Friday, March 20, 2009

A mystery in the woods

Tana French's debut novel In the Woods is not your average genre fiction. It's a detective story yes, but it pushes the limits of the mystery/thriller very effectively, prompting several critics to call it a "literary thriller." I'm not quite sure what a literary thriller is, as I think that all novels have literary merit in them, no matter how shallow the plot and how one-dimensional the characters are. I guess it has something to do with In the Woods' combination of the police procedural, romance, personal ghosts, and the contrast between the idyllic and the modern Ireland.

Set in Ireland, In the Woods begins in an idyllic town more than two decades ago when three children -- Peter, Jamie and Adam -- go missing. After a thorough search by the local police, only Adam is found, half-naked, traumatized and unable to remember the fate of his friends Peter and Jamie who mysteriously disappear. Several years later, Adam, who now goes by the name Robert Ryan, becomes a police officer. Robert, much to his discomfort, is tasked to investigate a murder that eerily coincides with that fateful incident years ago: a young girl, Katy, has been murdered in the woods -- the same woods where he was found as a child. To complicate things further, he is assigned to work with Cassie Maddox, a lone female officer in a testosterone-filled police department.

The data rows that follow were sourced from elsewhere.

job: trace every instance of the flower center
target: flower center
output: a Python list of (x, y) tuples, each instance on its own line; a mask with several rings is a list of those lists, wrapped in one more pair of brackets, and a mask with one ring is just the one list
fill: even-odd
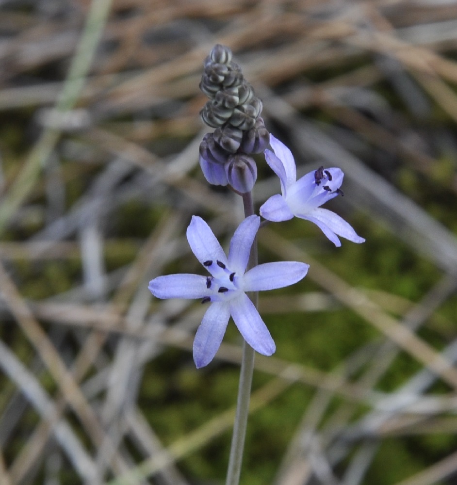
[(202, 303), (210, 302), (228, 301), (236, 296), (241, 291), (239, 277), (231, 271), (221, 261), (208, 260), (203, 264), (211, 268), (212, 276), (206, 277), (206, 288), (212, 290), (210, 296), (206, 296)]

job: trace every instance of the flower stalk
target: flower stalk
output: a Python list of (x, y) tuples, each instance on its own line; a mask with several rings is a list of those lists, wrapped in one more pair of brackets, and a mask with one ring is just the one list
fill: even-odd
[[(252, 193), (246, 192), (242, 194), (242, 196), (245, 210), (245, 217), (247, 217), (254, 214)], [(258, 262), (256, 236), (251, 247), (249, 260), (247, 265), (248, 269), (257, 266)], [(256, 308), (257, 308), (259, 305), (259, 292), (250, 291), (248, 293), (248, 296)], [(247, 426), (247, 417), (249, 415), (255, 356), (255, 351), (254, 349), (244, 340), (241, 369), (240, 371), (240, 382), (238, 385), (238, 395), (236, 402), (236, 412), (235, 415), (235, 422), (233, 424), (233, 433), (232, 435), (226, 485), (238, 485), (240, 482), (243, 453), (246, 438), (246, 429)]]

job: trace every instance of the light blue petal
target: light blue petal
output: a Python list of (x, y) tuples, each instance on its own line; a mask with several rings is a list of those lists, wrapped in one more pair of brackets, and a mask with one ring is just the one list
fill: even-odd
[(245, 340), (259, 354), (271, 356), (276, 346), (263, 321), (245, 293), (229, 302), (235, 324)]
[(329, 192), (324, 189), (318, 189), (318, 192), (316, 192), (316, 194), (311, 197), (307, 202), (308, 211), (320, 207), (326, 202), (328, 202), (329, 200), (338, 197), (339, 195), (338, 192)]
[[(270, 136), (272, 136), (271, 134)], [(287, 176), (282, 162), (270, 150), (265, 150), (263, 153), (265, 154), (265, 160), (270, 168), (279, 177), (281, 182), (281, 192), (283, 195), (285, 196), (287, 190)]]
[(304, 278), (309, 268), (309, 264), (295, 261), (259, 264), (245, 275), (243, 291), (261, 291), (289, 286)]
[(214, 358), (229, 318), (227, 303), (212, 303), (206, 310), (194, 340), (194, 361), (197, 369), (208, 365)]
[(331, 210), (319, 208), (314, 209), (302, 218), (308, 219), (318, 226), (326, 236), (336, 246), (341, 245), (337, 234), (353, 242), (365, 242), (365, 240), (359, 236), (349, 224)]
[(148, 288), (158, 298), (202, 298), (211, 294), (206, 278), (199, 275), (159, 276), (149, 281)]
[(254, 239), (260, 226), (260, 217), (250, 215), (238, 226), (230, 242), (228, 267), (241, 276), (245, 273)]
[(289, 187), (287, 196), (297, 197), (301, 200), (306, 202), (311, 197), (316, 189), (317, 186), (314, 178), (314, 171), (309, 172)]
[(213, 185), (227, 185), (228, 183), (223, 164), (208, 162), (200, 155), (200, 166), (209, 183)]
[(271, 134), (270, 135), (270, 145), (271, 145), (275, 154), (281, 161), (284, 166), (286, 180), (285, 185), (288, 188), (297, 179), (297, 170), (294, 156), (290, 150), (282, 142), (280, 142)]
[(261, 206), (259, 212), (264, 219), (273, 222), (288, 221), (294, 217), (285, 200), (278, 194), (272, 195)]
[[(192, 252), (202, 264), (207, 261), (212, 261), (214, 264), (220, 261), (226, 266), (228, 264), (225, 253), (216, 236), (201, 217), (192, 216), (186, 234)], [(211, 273), (210, 267), (205, 267)]]

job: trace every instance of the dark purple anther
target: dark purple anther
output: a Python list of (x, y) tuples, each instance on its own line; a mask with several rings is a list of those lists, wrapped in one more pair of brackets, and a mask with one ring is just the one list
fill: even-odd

Many of the standard elements of murder mysteries are present in In the Woods, but French still manages to put a fresh spin on them. It's almost as if French, a debut novelist at that, intentionally lures you into thinking of a usual angle and then suddenly making a complete 180-degree turn on the events. While Robert and Cassie do end up sleeping together during their investigation, it's not your usual relationship that benefits both of them. If anything, the partnership is doomed to fail, especially once Cassie learns of Robert's past and his personal affinity to their case.

French wrote her debut novel with an elegance that can put prolific pulp mystery novelists to shame. Her narrative is controlled at all points, allowing events to unfold in the right time. There are no nail-biting and action-packed sequences here, but the pacing of In the Woods is excellent, almost appearing to be effortless. You feel that French did her research and probably read hundreds of mysteries and thrillers to come up with her own unique take, one that's based on precise plotting but using a restrained voice not typical in this genre. Still, it's probably the most suspenseful novel I've read in years.

Robert's unresolved past is always looming during the investigations. Readers who expect that Robert's personal demons would be chased away once the case is solved may be disappointed. Robert's personal life does provide a vehicle for the author to give more substance to the narrative, but French uses this device somewhat peripherally. Perhaps she reserves this subplot for another novel, where we finally get to discover what really happened on that night two decades ago.

If you can find a copy of In the Woods, you have to buy it. Read it because:
  1. You'll be discovering a fresh talent in genre fiction.
  2. You're fed up with formulaic police procedurals.
  3. You feel that you have to read another thriller that's just as good as Child 44.